Nguyen Quang Long, Tikk Domonkos, Leser Ulf
Knowledge Management in Bioinformatics, Department for Computer Science, Humboldt-Universität zu Berlin, Germany.
J Biomed Semantics. 2010 Sep 24;1(1):9. doi: 10.1186/2041-1480-1-9.
Pattern-based approaches to relation extraction have shown very good results in many areas of biomedical text mining. However, defining the right set of patterns is difficult; approaches are either manual, incurring high cost, or automatic, often resulting in large sets of noisy patterns.

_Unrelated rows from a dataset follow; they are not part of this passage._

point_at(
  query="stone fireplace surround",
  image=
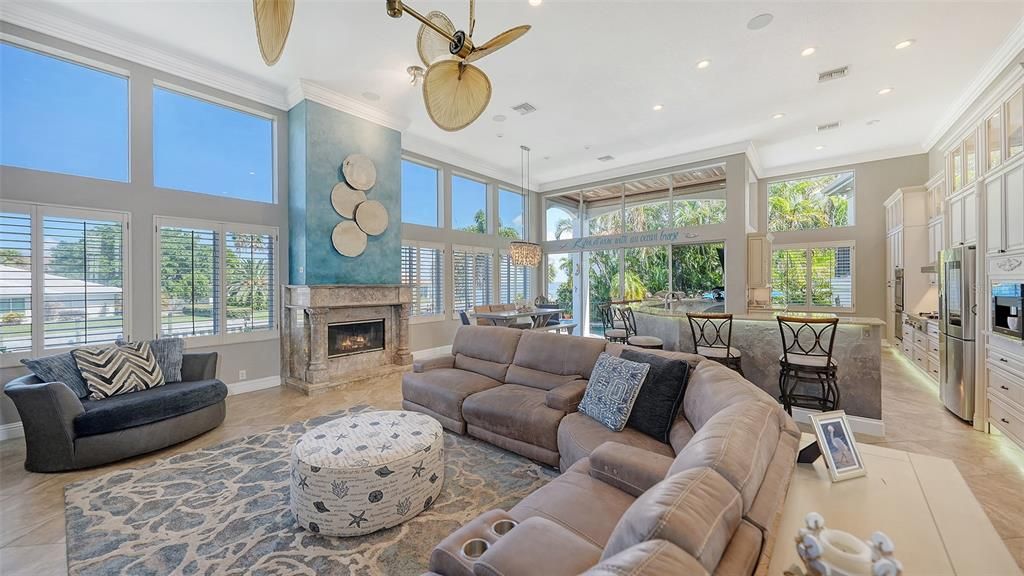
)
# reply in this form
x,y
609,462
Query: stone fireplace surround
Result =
x,y
307,311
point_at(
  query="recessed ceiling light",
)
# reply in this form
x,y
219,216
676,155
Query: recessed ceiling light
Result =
x,y
759,22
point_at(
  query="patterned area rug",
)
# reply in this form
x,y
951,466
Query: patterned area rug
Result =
x,y
224,510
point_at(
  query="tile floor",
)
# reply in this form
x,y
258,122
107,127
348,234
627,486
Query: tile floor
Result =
x,y
32,528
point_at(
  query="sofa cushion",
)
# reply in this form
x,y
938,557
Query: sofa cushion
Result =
x,y
712,386
580,435
558,354
58,368
660,396
444,389
696,509
612,389
738,443
143,407
516,412
578,501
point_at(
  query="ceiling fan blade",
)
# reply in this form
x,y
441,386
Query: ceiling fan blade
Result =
x,y
498,42
455,93
273,19
429,44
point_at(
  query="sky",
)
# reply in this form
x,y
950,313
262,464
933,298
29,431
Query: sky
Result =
x,y
68,118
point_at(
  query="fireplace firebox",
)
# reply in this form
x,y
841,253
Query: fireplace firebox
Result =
x,y
346,338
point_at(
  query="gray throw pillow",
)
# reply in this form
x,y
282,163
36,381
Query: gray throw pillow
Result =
x,y
169,353
612,388
58,368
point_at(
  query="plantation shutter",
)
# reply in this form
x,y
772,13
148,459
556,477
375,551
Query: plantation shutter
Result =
x,y
15,282
83,300
189,293
249,275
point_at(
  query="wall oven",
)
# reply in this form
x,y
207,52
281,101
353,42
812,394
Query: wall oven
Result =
x,y
1008,299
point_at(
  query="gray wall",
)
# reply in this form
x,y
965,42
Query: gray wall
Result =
x,y
259,359
875,182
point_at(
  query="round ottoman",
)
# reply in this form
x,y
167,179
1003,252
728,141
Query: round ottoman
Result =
x,y
368,471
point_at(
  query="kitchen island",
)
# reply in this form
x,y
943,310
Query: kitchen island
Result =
x,y
857,351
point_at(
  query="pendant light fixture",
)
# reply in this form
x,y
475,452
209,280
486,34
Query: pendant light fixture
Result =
x,y
524,253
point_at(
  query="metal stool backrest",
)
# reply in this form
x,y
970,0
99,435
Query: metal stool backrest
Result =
x,y
707,329
808,340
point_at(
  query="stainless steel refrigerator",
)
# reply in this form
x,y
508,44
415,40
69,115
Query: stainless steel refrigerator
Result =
x,y
957,326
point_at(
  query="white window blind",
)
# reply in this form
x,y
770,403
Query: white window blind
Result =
x,y
189,297
514,281
421,270
249,281
15,282
83,298
471,278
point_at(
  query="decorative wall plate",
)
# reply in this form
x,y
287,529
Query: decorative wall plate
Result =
x,y
372,217
359,171
348,240
345,199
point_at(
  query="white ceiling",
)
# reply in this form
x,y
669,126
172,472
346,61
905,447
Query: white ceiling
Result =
x,y
594,70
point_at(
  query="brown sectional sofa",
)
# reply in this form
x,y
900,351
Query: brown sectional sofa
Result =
x,y
626,503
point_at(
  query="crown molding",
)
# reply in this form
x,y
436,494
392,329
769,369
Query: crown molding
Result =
x,y
1003,58
306,89
47,18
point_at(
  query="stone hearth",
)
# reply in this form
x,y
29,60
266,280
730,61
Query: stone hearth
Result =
x,y
308,312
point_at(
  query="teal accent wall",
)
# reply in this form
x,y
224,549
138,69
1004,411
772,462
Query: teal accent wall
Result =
x,y
320,138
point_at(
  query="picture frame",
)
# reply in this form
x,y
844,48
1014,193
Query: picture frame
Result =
x,y
839,447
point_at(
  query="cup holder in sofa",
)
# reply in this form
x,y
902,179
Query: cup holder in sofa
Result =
x,y
503,527
474,548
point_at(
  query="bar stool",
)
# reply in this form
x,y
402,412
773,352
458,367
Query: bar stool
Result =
x,y
625,315
807,359
707,329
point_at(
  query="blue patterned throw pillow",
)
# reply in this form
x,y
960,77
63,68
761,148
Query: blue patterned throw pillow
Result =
x,y
613,386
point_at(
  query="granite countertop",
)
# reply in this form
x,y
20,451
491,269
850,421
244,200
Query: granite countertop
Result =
x,y
768,316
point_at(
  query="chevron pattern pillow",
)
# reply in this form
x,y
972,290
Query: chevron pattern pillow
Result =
x,y
114,370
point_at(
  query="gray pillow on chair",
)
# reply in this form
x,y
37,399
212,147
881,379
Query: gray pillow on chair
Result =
x,y
611,391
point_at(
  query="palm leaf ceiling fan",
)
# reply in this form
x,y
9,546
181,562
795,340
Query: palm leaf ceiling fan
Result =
x,y
455,90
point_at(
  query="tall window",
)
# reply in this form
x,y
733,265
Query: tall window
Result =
x,y
814,277
61,117
211,149
419,194
469,205
511,214
816,202
471,278
421,269
215,279
15,288
514,282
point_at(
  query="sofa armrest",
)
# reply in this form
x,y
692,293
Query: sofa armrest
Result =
x,y
652,558
629,468
538,546
433,363
47,411
566,397
199,366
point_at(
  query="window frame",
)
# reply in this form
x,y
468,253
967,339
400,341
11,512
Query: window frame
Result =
x,y
212,99
39,211
441,314
222,230
809,275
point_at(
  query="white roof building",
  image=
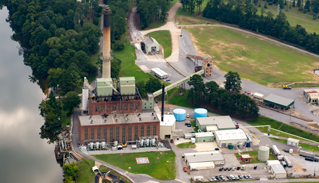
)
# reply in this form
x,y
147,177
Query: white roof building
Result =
x,y
167,126
224,137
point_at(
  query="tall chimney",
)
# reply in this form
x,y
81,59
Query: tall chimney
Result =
x,y
163,95
106,57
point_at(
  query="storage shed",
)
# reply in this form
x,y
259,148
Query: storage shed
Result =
x,y
151,45
201,157
224,137
245,158
222,122
293,142
159,73
278,171
167,126
279,101
204,137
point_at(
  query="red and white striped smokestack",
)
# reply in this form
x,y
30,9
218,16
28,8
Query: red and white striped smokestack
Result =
x,y
106,43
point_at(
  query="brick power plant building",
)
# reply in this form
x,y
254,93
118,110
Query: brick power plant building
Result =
x,y
114,110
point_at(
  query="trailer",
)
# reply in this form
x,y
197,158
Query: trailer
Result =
x,y
288,162
306,153
276,150
159,73
258,96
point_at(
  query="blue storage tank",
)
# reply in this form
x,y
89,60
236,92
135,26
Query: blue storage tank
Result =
x,y
179,114
200,112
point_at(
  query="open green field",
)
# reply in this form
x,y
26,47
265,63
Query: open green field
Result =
x,y
164,38
252,57
162,164
186,145
254,155
303,145
295,17
86,174
261,120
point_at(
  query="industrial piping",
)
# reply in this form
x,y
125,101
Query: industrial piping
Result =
x,y
163,95
106,57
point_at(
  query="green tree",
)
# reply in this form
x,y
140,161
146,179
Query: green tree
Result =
x,y
70,101
152,85
233,82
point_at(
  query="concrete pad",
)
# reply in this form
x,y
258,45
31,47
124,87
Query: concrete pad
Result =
x,y
205,146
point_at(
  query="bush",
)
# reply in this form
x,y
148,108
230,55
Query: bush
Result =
x,y
118,45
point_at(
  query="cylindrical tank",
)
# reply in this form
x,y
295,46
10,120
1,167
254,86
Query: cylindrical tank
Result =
x,y
200,112
179,114
263,153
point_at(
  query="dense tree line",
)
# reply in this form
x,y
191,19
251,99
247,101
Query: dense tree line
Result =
x,y
151,11
59,37
227,102
245,15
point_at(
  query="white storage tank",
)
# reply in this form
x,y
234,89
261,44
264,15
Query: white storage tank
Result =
x,y
263,153
85,98
179,114
200,112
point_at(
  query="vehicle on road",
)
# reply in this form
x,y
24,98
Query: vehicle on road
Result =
x,y
184,169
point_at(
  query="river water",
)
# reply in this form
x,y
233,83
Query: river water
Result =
x,y
24,156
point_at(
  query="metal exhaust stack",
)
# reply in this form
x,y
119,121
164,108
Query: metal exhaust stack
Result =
x,y
106,57
163,94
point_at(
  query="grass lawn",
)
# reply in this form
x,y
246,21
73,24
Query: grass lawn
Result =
x,y
253,58
86,174
254,155
162,164
295,17
164,39
186,145
285,128
303,145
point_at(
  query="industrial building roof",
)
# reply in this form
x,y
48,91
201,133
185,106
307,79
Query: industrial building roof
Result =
x,y
169,120
230,134
149,40
203,157
204,134
89,120
278,169
282,101
222,122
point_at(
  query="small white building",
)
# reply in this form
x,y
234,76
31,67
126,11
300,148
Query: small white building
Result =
x,y
204,158
224,137
167,126
159,73
293,142
151,45
204,137
278,171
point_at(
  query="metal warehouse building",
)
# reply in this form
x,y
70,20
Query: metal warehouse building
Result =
x,y
221,122
159,73
224,137
279,101
204,160
204,137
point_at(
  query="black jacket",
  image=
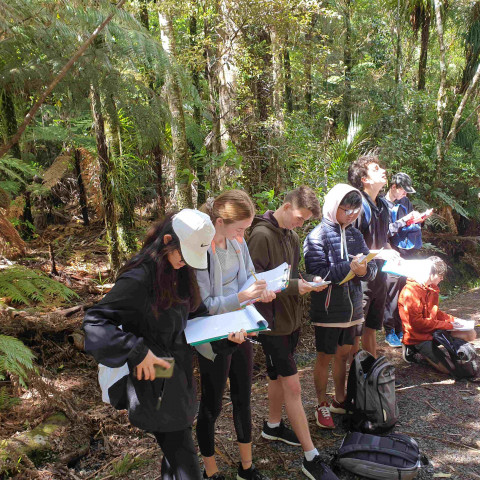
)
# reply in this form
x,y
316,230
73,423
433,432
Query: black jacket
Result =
x,y
161,405
322,251
374,225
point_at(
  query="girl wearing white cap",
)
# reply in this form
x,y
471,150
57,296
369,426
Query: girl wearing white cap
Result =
x,y
229,267
141,320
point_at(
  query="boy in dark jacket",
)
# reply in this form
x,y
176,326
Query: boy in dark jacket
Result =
x,y
369,177
328,251
272,241
406,238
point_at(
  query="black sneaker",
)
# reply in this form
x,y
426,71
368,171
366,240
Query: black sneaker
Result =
x,y
250,474
408,354
317,470
215,476
282,433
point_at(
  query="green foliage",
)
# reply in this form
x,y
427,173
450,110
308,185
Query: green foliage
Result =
x,y
450,201
15,358
24,285
6,400
14,174
127,464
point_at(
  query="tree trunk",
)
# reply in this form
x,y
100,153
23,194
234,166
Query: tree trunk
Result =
x,y
348,62
181,152
441,97
453,128
81,187
288,80
106,171
144,14
157,163
472,47
277,77
197,114
425,37
8,109
307,69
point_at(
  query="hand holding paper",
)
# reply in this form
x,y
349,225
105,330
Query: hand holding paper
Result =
x,y
359,269
254,291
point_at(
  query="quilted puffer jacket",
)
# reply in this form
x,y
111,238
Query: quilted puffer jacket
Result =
x,y
326,250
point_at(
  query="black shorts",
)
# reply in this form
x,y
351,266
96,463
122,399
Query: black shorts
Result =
x,y
279,350
374,297
327,339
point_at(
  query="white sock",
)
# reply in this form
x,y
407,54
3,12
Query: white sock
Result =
x,y
273,425
311,454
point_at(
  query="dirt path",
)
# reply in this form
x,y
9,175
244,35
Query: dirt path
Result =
x,y
442,414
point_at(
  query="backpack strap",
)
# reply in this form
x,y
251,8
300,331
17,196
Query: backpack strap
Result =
x,y
372,448
367,210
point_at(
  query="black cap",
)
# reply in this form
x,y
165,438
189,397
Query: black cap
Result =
x,y
404,181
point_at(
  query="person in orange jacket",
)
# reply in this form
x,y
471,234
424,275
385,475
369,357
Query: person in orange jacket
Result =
x,y
418,309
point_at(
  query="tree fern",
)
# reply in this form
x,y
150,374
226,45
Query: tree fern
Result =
x,y
24,285
451,202
15,358
6,400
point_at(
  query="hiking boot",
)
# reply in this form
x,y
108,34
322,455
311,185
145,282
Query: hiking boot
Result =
x,y
215,476
323,416
317,470
338,407
393,340
408,354
250,474
281,433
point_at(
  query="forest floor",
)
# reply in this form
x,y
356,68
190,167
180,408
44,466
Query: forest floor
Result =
x,y
442,414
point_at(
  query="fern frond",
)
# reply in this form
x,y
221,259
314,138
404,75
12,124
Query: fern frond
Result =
x,y
15,357
6,400
23,285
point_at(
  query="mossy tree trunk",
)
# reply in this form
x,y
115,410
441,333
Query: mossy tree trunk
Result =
x,y
106,177
81,187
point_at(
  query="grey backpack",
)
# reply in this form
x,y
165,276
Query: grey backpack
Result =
x,y
371,394
391,457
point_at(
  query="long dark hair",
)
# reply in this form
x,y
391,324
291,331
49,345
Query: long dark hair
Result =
x,y
171,286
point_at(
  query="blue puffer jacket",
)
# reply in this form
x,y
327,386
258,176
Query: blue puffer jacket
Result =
x,y
327,249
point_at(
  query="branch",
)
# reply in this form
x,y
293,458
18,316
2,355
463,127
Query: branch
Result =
x,y
31,114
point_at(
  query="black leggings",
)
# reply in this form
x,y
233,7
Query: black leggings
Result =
x,y
238,367
180,460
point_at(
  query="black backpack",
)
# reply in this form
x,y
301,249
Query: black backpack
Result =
x,y
457,355
371,394
393,456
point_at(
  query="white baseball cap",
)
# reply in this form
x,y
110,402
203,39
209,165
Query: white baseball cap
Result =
x,y
195,231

We propose several techniques for filtering sets of automatically generated patterns and analyze their effectiveness for different extraction tasks, as defined in the recent BioNLP 2009 shared task. We focus on simple methods that only take into account the complexity of the pattern and the complexity of the texts the patterns are applied to. We show that our techniques, despite their simplicity, yield large improvements in all tasks we analyzed. For instance, they raise the F-score for the task of extraction gene expression events from 24.8% to 51.9%.
Already very simple filtering techniques may improve the F-score of an information extraction method based on automatically generated patterns significantly. Furthermore, the application of such methods yields a considerable speed-up, as fewer matches need to be analysed. Due to their simplicity, the proposed filtering techniques also should be applicable to other methods using linguistic patterns for information extraction.
基于模式的关系提取方法在生物医学文本挖掘的许多领域都取得了很好的成果。然而,定义合适的模式集很困难;方法要么是手动的,成本高昂,要么是自动的,往往会产生大量噪声模式。
我们提出了几种用于过滤自动生成的模式集的技术,并分析了它们在最近的2009年生物自然语言处理共享任务中定义的不同提取任务中的有效性。我们专注于仅考虑模式的复杂性以及应用模式的文本的复杂性的简单方法。我们表明,我们的技术尽管简单,但在我们分析的所有任务中都带来了很大的改进。例如,它们将从文本中提取基因表达事件任务的F值从24.8%提高到了51.9%。
非常简单的过滤技术就可能显著提高基于自动生成模式的信息提取方法的F值。此外,应用这些方法可以显著加快速度,因为需要分析的匹配项更少。由于其简单性,所提出的过滤技术也应该适用于其他使用语言模式进行信息提取的方法。